A recent filing by the Justice Department claims Florida Republicans intentionally targeted Black voters with restrictions which will surely hamper turnout for the upcoming midterm election, according to The Guardian. This stems from Florida’s SB 90 law wanting to restrict the availability of absentee ballot drop boxes, regulations for third-party voter registration groups, and a ban on providing food and water to people standing in line to vote with new laws.
The Department of Justice stated to a federal appellate court that they agreed with US District Judge Mark Walker’s ruling to block new restrictions for now. In particular, the DOJ felt that Florida lawmakers enacted these restrictions because of the surge in Black voter turnout during the 2020 Presidential election. 1.9 million Black voters are said to reside in Florida as per the state’s Divison of Elections. U.S. court of appeals for the 11th circuit paused that ruling earlier this year while considering an appeal from Florida officials.
“The district court’s core factual findings are that, in the face of surging turnout in the 2020 election, the Florida Legislature responded by enacting provisions that impose disparate burdens on Black voters,” DoJ lawyers wrote in their brief. “Which were chosen precisely because of those burdens to secure a partisan advantage. The court’s findings of discriminatory intent are a permissible view of the record based on the entirety of the evidence.”

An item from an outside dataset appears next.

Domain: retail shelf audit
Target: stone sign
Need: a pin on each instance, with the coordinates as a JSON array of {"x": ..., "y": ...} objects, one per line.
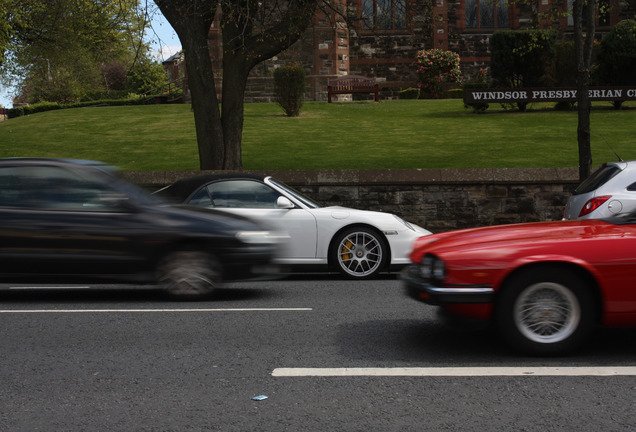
[{"x": 504, "y": 95}]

While Florida officials claim the law doesn’t discriminate against Black people, the DOJ believes it violates Section 2 of the Voting Rights Act, which prohibits racial discrimination in voting practices. In addition, Democratic attorneys general from 16 states filed a “friend-of-the-court brief” to ask an appeals court to reject those restrictions.
As Orlando Weekly notes, officials such as District of Columbia Attorney General Karl Racine and New York Attorney General Letitia James stated, “the use of drop boxes, and mail ballots more generally, are well-established practices in Florida and around the country, and neither has given rise to substantial fraud.”